The majority of species in the genus Lepidium have a base chromosome count of eight (Mummenhoff et al. 2001, p. 2051). Chromosome numbers for pollen mother cells in L. papilliferum ranged from 15 to 17 (n = 15.96 ± 0.16; Table 3; Figure 3), confirming that the plant is a tetraploid (has four sets of homologous chromosomes, as opposed to the more usual set of two) (Robertson et al. 2006b, p. 38).

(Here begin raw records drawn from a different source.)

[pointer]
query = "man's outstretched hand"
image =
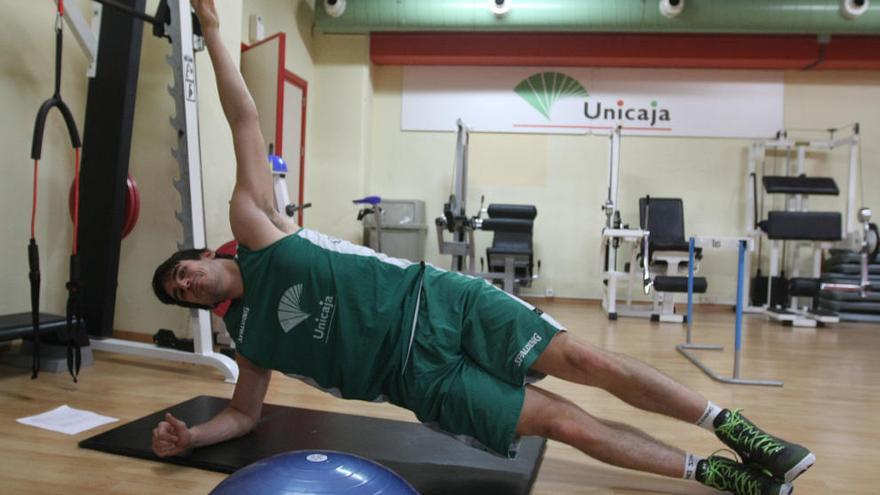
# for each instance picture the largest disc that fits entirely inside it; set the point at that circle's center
(207, 14)
(171, 436)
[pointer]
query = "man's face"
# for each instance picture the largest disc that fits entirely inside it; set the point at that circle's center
(196, 281)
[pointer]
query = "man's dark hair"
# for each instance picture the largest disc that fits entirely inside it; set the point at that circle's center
(164, 270)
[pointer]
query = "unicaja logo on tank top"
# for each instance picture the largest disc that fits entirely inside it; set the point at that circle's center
(291, 314)
(244, 314)
(526, 349)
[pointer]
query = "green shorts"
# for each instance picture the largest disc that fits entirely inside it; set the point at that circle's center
(470, 358)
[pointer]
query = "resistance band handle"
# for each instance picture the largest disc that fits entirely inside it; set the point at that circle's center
(40, 124)
(34, 276)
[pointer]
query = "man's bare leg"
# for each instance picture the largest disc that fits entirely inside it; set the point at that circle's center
(551, 416)
(627, 378)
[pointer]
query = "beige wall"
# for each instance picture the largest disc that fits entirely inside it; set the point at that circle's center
(354, 147)
(566, 177)
(26, 80)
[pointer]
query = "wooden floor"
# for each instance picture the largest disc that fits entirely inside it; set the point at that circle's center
(830, 402)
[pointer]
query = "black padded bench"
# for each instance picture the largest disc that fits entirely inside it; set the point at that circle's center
(803, 225)
(820, 186)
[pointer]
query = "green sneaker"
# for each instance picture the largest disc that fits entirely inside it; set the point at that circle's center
(730, 476)
(782, 460)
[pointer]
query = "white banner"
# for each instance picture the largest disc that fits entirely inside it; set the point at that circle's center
(576, 100)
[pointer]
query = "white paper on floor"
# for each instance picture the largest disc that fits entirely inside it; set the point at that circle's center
(67, 420)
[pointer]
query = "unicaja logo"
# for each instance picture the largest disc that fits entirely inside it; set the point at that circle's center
(544, 89)
(526, 349)
(620, 112)
(241, 327)
(290, 313)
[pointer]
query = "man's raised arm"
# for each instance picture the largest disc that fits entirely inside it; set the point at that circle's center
(252, 215)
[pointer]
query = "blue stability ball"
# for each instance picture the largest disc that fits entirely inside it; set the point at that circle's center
(314, 472)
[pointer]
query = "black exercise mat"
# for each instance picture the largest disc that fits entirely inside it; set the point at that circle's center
(433, 462)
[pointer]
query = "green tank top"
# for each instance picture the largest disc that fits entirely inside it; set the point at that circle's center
(326, 311)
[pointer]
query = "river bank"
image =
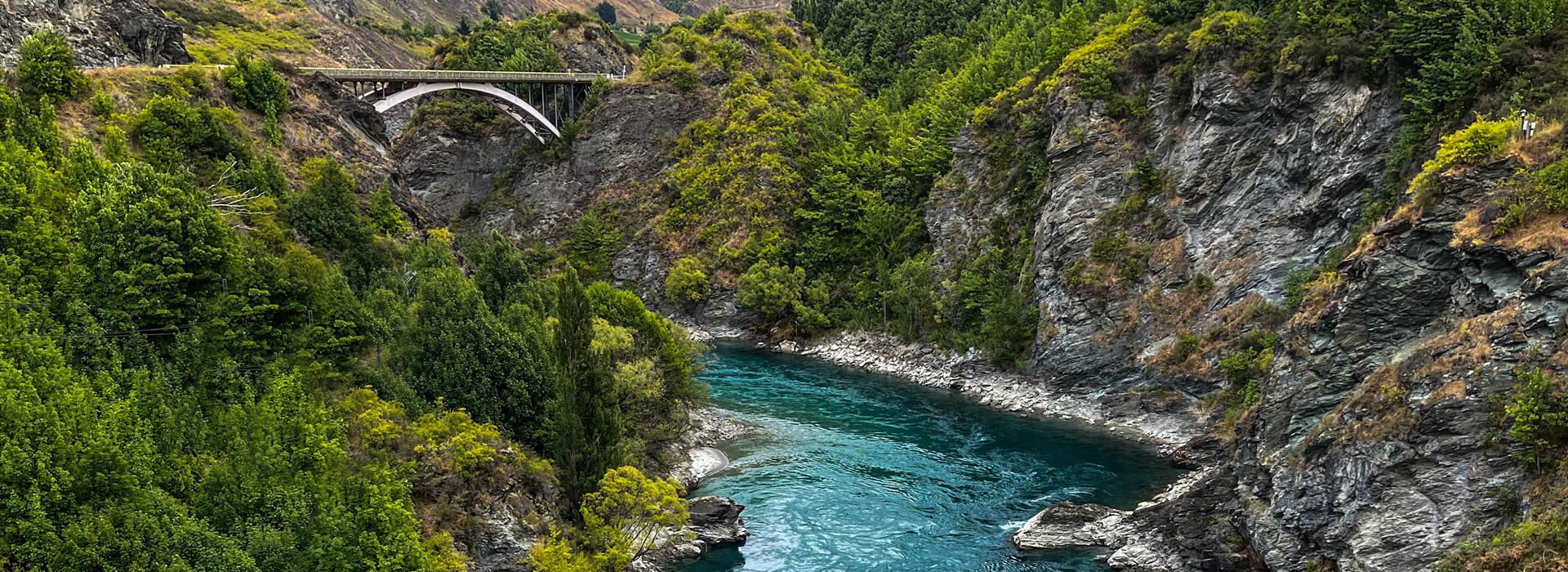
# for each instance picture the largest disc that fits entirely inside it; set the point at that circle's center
(1153, 536)
(1153, 419)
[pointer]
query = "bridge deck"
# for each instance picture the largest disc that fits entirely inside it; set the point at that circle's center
(356, 74)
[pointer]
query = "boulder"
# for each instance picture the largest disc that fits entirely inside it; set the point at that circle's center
(1062, 525)
(717, 521)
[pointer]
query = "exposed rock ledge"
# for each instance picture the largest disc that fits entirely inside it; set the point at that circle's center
(715, 521)
(1147, 538)
(971, 373)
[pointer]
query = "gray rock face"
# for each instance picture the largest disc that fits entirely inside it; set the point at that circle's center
(1370, 449)
(448, 170)
(1263, 181)
(1063, 525)
(1374, 447)
(620, 146)
(134, 30)
(717, 521)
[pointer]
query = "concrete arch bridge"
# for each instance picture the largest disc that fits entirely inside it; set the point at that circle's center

The genetics of Lepidium papilliferum have been studied using samples collected from areas across the entire range of the species (Stillman et al. 2005, pp. 6, 8, 9; Larson et al. 2006, p. 14 and Fig. 4; Smith et al. in press, pp. 15-16). Genetic exchange can occur either through pollen or seed dispersal. Some researchers consider L. papilliferum to be closely related to L. montanum, and L. papilliferum was originally described as L. montanum var. papilliferum in 1900 by Louis Henderson. Results of genetic studies comparing L. papilliferum with L. montanum indicate that L. papilliferum forms a monophyletic group or subgroup that is genetically distinct from L. montanum (Larson et al. 2006, p. 13 and Figs. 4, 8; Smith 2006, pp. 5-7, Fig. 1). A more recent study examining the relationship between L. montanum, L. papilliferum, and L fremontii found that L. papilliferum is considered a sister taxa or closely related to L. fremontii, a native mustard of western North America (Smith et al. in press, pp. 15-16). Both L. fremontii and L. papilliferum are morphologically and ecologically distinct from L. montanum, and recent analyses reflect that both are monophyletic (organisms that share a common ancestor) with apparently little gene flow between them and L. montanum (Smith et al. in press, p. 18).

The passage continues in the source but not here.